# Sicherheit im Internet: Viele PCs bleiben lange infiziert



## Newsfeed (18 September 2009)

Mehr als die Hälfte von 100 Millionen infizierten PCs beheimateten den Schädling mehr als 300 Tage. Die Hälfte der mit dem Zeus-Bot infizierten PCs wies einen aktuellen Scanner auf. Botnetze verfügen über mehr Leistung als alle Supercomputer zusammen.

Weiterlesen...


----------



## pommes (24 September 2009)

*AW: Sicherheit im Internet: Viele PCs bleiben lange infiziert*

Wie soll ein normaler Mensch da noch durchsehen... Ich schätze mal wir haben alle so viele Viren und Spyware auf dem Rechner, von denen wir gar nix wissen.
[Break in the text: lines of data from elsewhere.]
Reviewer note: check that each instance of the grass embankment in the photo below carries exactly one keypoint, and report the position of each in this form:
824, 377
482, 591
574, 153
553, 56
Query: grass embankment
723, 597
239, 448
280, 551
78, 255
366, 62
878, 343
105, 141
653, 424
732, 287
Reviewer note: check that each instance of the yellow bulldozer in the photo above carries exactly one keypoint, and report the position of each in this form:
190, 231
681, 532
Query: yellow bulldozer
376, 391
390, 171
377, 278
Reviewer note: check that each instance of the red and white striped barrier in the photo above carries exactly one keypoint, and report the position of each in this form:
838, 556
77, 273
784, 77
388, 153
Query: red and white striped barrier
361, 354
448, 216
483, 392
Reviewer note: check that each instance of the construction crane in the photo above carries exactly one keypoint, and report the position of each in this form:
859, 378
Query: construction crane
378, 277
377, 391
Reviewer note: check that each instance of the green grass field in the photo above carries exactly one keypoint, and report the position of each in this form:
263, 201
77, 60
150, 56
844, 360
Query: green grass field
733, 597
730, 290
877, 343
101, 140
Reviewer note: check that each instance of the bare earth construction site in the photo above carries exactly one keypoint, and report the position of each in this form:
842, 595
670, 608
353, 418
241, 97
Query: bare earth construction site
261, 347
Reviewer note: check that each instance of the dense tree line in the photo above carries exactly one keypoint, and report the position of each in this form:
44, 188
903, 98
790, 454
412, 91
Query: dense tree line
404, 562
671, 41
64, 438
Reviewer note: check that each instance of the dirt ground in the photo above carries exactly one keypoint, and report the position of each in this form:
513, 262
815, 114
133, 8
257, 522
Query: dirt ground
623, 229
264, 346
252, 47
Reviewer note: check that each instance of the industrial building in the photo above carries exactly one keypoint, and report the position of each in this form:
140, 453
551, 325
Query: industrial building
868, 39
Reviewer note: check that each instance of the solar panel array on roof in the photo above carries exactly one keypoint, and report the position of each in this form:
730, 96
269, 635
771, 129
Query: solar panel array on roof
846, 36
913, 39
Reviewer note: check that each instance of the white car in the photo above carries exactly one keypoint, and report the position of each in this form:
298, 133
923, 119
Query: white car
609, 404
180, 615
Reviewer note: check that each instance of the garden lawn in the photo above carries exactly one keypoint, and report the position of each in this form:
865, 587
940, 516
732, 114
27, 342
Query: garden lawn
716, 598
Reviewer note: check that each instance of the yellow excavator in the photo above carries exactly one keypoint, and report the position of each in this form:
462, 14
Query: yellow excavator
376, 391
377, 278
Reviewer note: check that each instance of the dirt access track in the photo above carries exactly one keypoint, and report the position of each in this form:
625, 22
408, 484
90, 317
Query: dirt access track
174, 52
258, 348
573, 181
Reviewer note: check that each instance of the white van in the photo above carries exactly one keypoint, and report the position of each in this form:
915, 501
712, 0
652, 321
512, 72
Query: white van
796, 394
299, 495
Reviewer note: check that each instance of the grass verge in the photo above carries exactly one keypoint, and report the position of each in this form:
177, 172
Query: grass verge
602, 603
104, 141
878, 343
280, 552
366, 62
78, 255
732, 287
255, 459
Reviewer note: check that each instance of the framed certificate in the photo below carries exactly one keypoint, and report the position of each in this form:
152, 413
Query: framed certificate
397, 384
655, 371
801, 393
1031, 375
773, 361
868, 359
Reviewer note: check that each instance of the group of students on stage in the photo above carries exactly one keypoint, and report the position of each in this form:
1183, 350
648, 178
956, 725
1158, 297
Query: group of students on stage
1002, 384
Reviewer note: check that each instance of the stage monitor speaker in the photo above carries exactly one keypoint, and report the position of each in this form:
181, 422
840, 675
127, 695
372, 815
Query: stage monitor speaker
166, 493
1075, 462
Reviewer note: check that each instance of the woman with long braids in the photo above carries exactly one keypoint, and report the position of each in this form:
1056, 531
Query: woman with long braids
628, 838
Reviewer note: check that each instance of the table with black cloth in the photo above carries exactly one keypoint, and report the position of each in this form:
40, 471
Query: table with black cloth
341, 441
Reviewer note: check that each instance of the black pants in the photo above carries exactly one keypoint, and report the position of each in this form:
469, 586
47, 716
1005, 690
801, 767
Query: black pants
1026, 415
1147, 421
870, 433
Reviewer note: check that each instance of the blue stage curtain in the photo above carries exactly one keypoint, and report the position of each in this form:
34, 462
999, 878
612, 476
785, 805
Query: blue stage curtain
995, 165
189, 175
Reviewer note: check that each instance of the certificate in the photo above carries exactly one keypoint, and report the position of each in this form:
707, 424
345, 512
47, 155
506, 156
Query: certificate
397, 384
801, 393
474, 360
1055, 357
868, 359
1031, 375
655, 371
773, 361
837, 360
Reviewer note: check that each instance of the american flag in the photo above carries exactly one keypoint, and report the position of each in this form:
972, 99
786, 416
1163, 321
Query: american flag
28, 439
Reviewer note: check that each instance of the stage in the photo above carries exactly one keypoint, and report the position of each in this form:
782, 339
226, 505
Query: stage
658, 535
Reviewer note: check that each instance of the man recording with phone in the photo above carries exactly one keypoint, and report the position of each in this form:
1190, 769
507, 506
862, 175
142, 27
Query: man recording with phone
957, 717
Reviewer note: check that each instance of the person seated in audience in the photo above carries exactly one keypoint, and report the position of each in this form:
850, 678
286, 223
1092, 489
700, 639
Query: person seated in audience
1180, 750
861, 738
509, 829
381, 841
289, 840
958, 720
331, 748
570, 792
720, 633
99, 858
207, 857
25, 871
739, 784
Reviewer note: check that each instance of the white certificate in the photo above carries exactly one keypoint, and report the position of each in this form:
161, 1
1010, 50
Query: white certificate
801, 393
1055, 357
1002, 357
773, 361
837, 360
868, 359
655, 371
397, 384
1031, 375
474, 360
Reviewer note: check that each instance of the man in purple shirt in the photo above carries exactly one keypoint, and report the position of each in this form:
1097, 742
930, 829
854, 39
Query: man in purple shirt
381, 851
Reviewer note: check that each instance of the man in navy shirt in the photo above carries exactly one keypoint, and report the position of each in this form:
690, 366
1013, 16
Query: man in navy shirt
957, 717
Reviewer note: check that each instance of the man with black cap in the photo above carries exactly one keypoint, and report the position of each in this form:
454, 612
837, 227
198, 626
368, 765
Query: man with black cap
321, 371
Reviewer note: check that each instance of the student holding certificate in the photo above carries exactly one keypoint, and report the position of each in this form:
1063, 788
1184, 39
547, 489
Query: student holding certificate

Und die größte Spyware ist das Betriebssystem selbst


----------



## jupp11 (27 September 2009)

*AW: Sicherheit im Internet: Viele PCs bleiben lange infiziert*

Wer in jeden Hundhaufen tritt, sprich jede dubiose Seite aufruft und jede 
Spammail darf sich nicht wundern, wenn Sch... am Schuh klebt.

Die Leichtfertigkeit, mit der alles angeklickt wird, was nicht niet und nagelfest 
ist, läßt einem die Haare zu Berge stehen.
Da hilft auch kein Virenscanner sondern nur brain 1.0


----------